I brought this up just as another possible concern on spams, not to say the measures should be perfect, and not to say that the measures proposed here are completely of no help. They do help, but it's just that I don't think they can help that much in terms of avoiding similar situations in the email case (which they intend to avoid) because of the reasons mentioned above. I'm just thinking that the problem is not just about the implementation Mastodon itself or the moderation of it, but also about ActivityPub and even all these federated protocols. All of these are so easy to spam on because their design, not just because of one implementation or one instance not enforcing enough moderation policy.

Anyway, I do agree that this could be going off-topic. I'm retreating from the discussion on this topic from now on. Let's get back to how to reduce the feeling of "being reviewed", which I've not had much ideas on.

Oh BTW, one of my friends pointed out that some sites that require invitations to join are actually perceived to be better just because requiring invitations make it seem that there is a shortage in supply (I don't know if the wording is correct here but it should be generally like this), and thus users are more motivated to join (they might even ask for invitations on public forums etc.). I'm wondering if there is some way to give approval-before-onboard similar feelings.

requiring invitations make it seem that there is a shortage in supply ... and thus users are more motivated to join

Is this a good thing? Personally, I would probably be _less_ motivated to join if I felt that way, because I'd feel that I would be unlikely to get in.

@SilverWolf32 it's like when something is in shortage it sounds like it should be something precious or whatever... but that only works for some sites not everyone anyway. Just mentioned because this is interesting :)

@PeterCxy Yeah, there's not much I can think of to make it impossible to send a spammy message to an arbitrary inbox -- but that's only really a long-term concern in the situation where account registration is unbounded. Eventually, every human that cares will have an account. I foresee instances getting blocked more liberally, at that point in time. But the outcome I am specifically trying to avoid is one where the ecosystem is largely reliant on technological barriers like DKIM and DMARC, which make setting up a server unnecessarily more difficult. The social cost of having vetted accounts is better than the technological cost of imposing config hell on every server by default, just to ensure that messages are delivered in the first place.

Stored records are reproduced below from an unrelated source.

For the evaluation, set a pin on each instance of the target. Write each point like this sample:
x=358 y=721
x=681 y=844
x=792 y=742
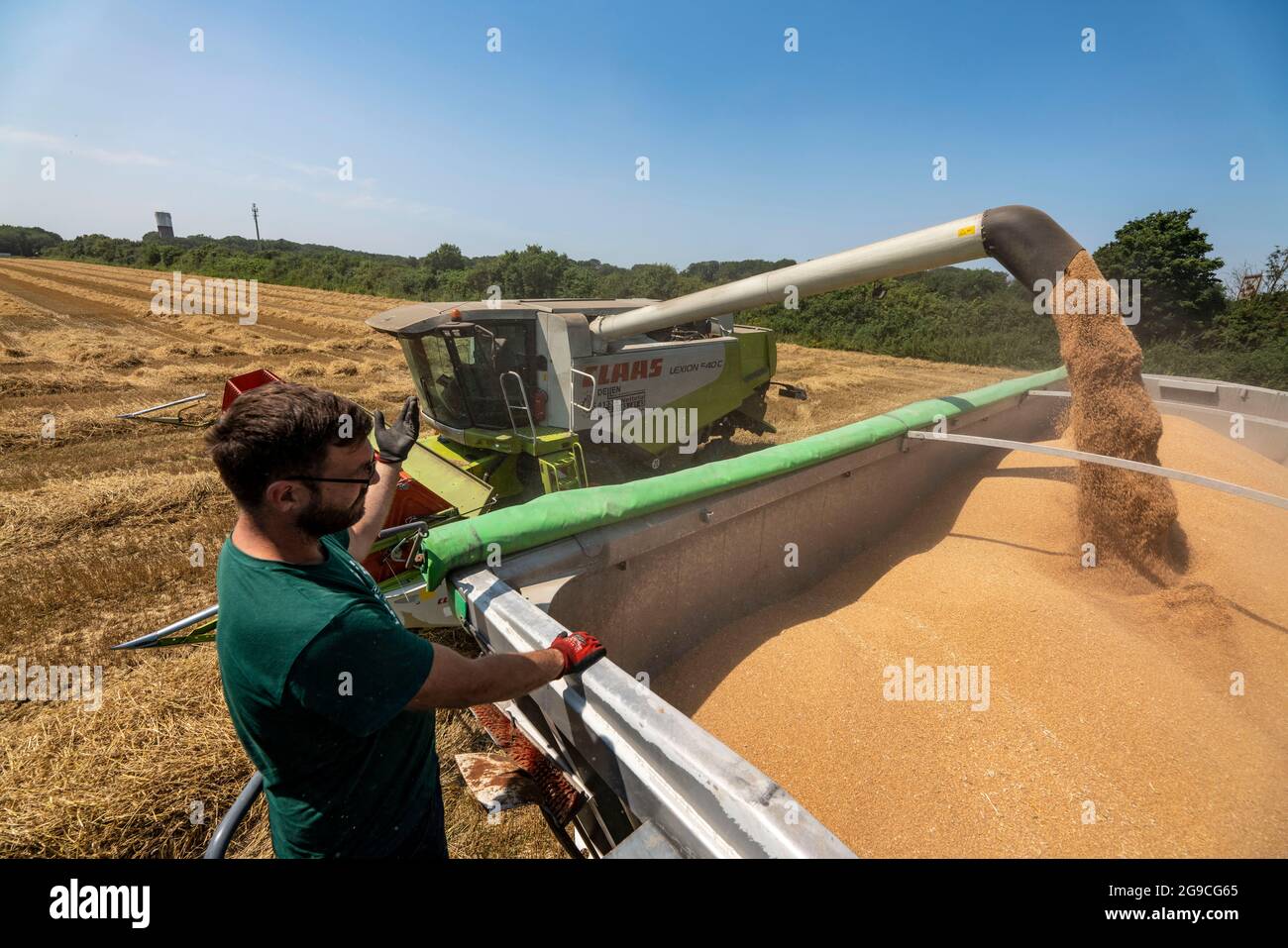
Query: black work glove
x=394 y=442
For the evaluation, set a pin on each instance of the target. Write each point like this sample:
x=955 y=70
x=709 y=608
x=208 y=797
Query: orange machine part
x=240 y=384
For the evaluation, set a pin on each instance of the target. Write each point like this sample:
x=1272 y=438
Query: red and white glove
x=579 y=649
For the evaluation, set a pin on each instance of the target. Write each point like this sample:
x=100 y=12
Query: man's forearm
x=362 y=535
x=500 y=678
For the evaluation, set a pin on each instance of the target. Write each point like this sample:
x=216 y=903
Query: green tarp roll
x=558 y=515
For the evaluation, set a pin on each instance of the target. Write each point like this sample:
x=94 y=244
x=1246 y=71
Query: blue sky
x=754 y=151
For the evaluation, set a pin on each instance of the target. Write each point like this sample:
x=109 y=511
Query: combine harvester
x=655 y=566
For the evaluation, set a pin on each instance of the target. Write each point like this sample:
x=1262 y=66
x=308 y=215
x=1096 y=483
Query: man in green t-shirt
x=330 y=694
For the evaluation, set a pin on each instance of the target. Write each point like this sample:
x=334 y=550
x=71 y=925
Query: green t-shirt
x=317 y=673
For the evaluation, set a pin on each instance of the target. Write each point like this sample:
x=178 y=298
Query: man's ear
x=284 y=494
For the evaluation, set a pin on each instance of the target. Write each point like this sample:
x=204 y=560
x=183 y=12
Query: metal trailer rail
x=660 y=785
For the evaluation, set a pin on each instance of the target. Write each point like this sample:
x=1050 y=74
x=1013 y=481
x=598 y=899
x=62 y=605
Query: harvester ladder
x=510 y=408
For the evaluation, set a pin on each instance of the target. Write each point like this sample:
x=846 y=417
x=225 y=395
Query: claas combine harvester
x=511 y=390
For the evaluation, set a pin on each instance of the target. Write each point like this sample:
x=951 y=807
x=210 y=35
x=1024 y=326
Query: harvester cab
x=515 y=388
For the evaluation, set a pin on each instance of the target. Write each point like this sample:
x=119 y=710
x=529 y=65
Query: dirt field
x=97 y=524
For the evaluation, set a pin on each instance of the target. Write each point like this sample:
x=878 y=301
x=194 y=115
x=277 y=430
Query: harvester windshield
x=460 y=368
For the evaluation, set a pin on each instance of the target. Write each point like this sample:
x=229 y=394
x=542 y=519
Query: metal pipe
x=941 y=245
x=166 y=404
x=143 y=640
x=218 y=844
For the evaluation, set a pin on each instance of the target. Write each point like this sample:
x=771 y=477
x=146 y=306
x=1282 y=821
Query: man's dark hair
x=279 y=429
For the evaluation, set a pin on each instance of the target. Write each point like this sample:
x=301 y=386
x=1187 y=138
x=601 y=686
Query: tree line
x=1190 y=322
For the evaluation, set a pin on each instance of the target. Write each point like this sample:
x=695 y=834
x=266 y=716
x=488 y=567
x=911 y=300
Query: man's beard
x=317 y=520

It is prohibitive to expect every self-hoster to have to configure their server in a way that passes arbitrary heuristics that can still be sidestepped.

Outside of this specific issue, there are a lot of options to explore from an object-capability (OCAP) perspective -- you could require a signature from a capability endpoint, hand out revokable keys to your contacts that allow them to message you, and greylist or reject every unsigned message -- but this would be incompatible with the current iteration of the public fediverse. (See #8565 and https://github.com/w3c/activitypub/issues/319 for more about that.)

And of course, spam isn't the only malicious payload -- there are other forms of bad-faith participation, and it would certainly behoove website owners to be more mindful of who they are giving a platform, in general.

Let's get back to how to reduce the feeling of "being reviewed", which I've not had much ideas on.

I can't really think of anything else except language, as in https://github.com/tootsuite/mastodon/issues/10590#issuecomment-485291571 -- the verb "request" is too imposing IMO. It could make it seem like you are being a bit of a hassle, by taking something of the server -- the time of moderators, etc. I really would like to get some feedback on if something more impersonal like "Submit application", "Apply for an account", or "Apply" would work better. Or something else in that vein.